Moreover, there was a greater heterogeneity for both sensitivity and specificity among C-SPECT than CZT-SPECT studies, attributed to differences in the spectrum of patients and to difference across studies in the choice of the cut-off of abnormality. As the statistical heterogeneity was substantial, we performed meta-regression to identify potential sources of bias.

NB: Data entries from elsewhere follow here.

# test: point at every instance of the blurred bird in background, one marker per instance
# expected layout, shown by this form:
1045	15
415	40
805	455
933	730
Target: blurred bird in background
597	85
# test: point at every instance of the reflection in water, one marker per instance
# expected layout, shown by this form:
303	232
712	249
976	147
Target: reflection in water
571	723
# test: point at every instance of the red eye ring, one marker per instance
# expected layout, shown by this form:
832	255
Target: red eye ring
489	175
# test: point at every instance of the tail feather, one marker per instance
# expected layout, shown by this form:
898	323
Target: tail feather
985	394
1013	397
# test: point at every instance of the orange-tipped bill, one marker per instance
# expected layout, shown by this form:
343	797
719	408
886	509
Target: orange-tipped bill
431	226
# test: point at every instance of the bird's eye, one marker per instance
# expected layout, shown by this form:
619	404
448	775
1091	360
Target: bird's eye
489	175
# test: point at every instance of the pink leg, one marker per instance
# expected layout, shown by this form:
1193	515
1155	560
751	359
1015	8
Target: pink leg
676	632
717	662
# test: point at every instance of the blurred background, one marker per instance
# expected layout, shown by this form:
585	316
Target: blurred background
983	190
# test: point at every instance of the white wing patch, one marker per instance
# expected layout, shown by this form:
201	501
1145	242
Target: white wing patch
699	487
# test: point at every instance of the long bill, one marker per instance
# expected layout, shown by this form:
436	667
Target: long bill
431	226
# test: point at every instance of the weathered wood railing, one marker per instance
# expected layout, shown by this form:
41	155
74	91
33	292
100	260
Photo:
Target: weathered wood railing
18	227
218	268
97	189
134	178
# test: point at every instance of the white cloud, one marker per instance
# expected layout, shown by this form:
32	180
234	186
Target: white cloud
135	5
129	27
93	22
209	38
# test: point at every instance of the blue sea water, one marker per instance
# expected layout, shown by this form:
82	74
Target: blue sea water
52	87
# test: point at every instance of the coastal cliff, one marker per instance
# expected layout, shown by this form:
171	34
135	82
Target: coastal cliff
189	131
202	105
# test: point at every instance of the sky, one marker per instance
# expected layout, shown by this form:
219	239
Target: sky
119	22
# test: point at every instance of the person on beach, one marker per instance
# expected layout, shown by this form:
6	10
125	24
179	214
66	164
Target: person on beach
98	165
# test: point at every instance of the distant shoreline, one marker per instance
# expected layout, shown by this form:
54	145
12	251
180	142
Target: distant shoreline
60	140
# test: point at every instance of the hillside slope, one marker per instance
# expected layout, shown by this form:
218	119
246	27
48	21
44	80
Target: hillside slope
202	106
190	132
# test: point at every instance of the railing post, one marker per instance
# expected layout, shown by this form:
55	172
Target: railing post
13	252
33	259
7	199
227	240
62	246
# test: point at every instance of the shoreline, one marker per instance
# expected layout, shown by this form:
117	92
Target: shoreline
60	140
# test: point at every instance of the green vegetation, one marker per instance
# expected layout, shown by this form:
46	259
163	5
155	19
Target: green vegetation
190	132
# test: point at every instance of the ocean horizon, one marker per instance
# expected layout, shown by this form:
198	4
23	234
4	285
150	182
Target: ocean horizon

At meta-regression analysis, we failed to find a significant search of heterogeneity associated with demographic and clinical characteristics for C-SPECT and CZT-SPECT studies. Hence, other confounding variables are the sources of the heterogeneity observed; therefore, we also performed the diagnostic threshold analysis to investigate the sources of heterogeneity.

Limitations

A limitation of our meta-analysis is that C-SPECT studies were over-represented and more than 50% of the included CZT-SPECT were published during the last ten years (from 2009). Another limitation is that differences in the distribution of study and patient characteristics potentially affecting the diagnostic performance of the imaging modalities. As regard the distribution of study quality, most studies gave a clear description of participants, index, and reference tests. However, the high number of items that were scored “unclear” was probably due to different study design. For instance, the risk of bias associated with patient selection domain was often attributed to studies including both subjects with known and suspected CAD. In addition, differences in demographic and clinical features among patients included in the primary studies might produce measures of diagnostic accuracy that vary considerably. As concern the flow and timing domain, the unclear risk of bias was primarily caused by the lack of an explicit description of the length of the time interval between the index test and the reference standard. Ideally, the results of the index test and the reference standard should be collected at the same time. Despite the presence of unclear items, the overall quality of the studies was reasonable to perform an adequate analysis. Finally, we performed an indirect comparison of the diagnostic value in detecting CAD of C-SPECT and CZT-SPECT due to the lack of head-to-head studies addressing the diagnostic performance by the two gamma cameras in the same patient population.

New Knowledge Gained

The current study underscores the clinical use of the CZT-SPECT camera in detecting CAD as a valid replacement of conventional systems due to the important technological development of state-solid system.

Conclusion

The results of this meta-analysis indicate that C-SPECT and CZT-SPECT have good diagnostic performance in detecting angiographic proven CAD, with a slightly higher diagnostic accuracy of CZT-SPECT. This result supports the use of the novel gamma cameras in clinical routine practices also considering the improvements in acquisition time and radiation exposure reduction.